Hi, I've been searching for some advice on best practices for merging multiple vcfs with different variable positions across different sample cohorts but can't seem to find this information, so thought I'd start a discussion–
In a hypothetical scenario where you have vcfs (e.g. say 4) generated from separate exome and whole genome sequencing runs where genotypes were called separately within the 4 cohorts of study samples, how should one go about merging the 4 vcfs? Note that the set of variable sites called within each vcf are different and samples within each vcf are unique.
My thinking is that if you're dealing with very different experimental designs like exome vs. wgs, you should just retain the overlapping sites across the 4 vcfs.
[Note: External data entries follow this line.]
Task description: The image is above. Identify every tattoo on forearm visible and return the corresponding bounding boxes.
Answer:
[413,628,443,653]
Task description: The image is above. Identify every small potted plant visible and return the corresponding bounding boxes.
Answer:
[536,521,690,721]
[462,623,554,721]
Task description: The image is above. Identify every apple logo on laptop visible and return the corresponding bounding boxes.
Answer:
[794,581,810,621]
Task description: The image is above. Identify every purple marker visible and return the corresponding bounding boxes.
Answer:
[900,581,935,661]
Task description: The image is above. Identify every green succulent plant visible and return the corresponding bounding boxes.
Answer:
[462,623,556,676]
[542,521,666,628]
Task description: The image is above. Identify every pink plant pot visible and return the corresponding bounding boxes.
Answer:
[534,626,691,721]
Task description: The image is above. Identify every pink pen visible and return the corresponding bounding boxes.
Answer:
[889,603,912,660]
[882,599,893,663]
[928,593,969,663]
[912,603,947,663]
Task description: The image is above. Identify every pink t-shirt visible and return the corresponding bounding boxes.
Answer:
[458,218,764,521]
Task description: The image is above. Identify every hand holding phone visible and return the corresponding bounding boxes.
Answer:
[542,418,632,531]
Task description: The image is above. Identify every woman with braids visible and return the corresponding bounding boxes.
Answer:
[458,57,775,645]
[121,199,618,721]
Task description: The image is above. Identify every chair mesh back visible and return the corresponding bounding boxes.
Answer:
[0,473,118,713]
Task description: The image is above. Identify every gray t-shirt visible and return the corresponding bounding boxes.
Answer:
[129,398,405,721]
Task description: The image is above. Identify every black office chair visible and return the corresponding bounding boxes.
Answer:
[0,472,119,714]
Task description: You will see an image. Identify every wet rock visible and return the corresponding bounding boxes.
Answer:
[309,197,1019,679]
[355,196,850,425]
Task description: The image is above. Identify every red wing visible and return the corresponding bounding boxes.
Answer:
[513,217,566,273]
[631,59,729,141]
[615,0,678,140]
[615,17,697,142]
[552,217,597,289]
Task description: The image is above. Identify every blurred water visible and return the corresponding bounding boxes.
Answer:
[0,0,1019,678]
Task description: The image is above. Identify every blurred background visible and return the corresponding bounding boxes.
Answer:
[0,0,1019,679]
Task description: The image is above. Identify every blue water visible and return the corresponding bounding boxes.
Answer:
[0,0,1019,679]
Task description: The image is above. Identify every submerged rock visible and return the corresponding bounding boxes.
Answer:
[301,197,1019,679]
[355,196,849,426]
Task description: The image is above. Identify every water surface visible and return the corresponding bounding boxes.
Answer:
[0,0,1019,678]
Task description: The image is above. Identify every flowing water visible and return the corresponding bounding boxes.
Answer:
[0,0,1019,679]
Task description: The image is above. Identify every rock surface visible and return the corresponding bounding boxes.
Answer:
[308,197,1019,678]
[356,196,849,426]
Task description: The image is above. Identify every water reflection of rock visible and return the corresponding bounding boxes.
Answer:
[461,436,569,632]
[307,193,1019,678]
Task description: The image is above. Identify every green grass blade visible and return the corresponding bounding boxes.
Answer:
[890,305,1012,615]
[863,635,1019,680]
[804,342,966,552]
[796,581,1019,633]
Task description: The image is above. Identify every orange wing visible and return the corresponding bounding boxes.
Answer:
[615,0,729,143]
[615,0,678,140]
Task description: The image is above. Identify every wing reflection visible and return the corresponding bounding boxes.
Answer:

Otherwise, you'd have to set the positions not originally called in the exome vcfs to be homozygous reference once it's merged with the wgs datasets, right? That could create a significant bias giving some positions weren't sequenced in the first place (i.e. doesn't mean they are non-variant by default). On the other hand, if it is a matter of merging all-exome or all-wgs data, then one could retain the union of all sites present across datasets. You'd still have to set some sites as homozygous reference when they don't present as variable in the original genotype calls, but do we have concerns about this approach? Or should we consider letting those positions be missing? My worry is with extremely heterogeneous study cohorts and variants that are private to specific populations, this could skew the % of genotype missingness at the individual level, and those positions with high missingness might end up filtered out anyway downstream.
I think this is a fairly common problem for folks who use publicly-available / published data. Curious what you all think.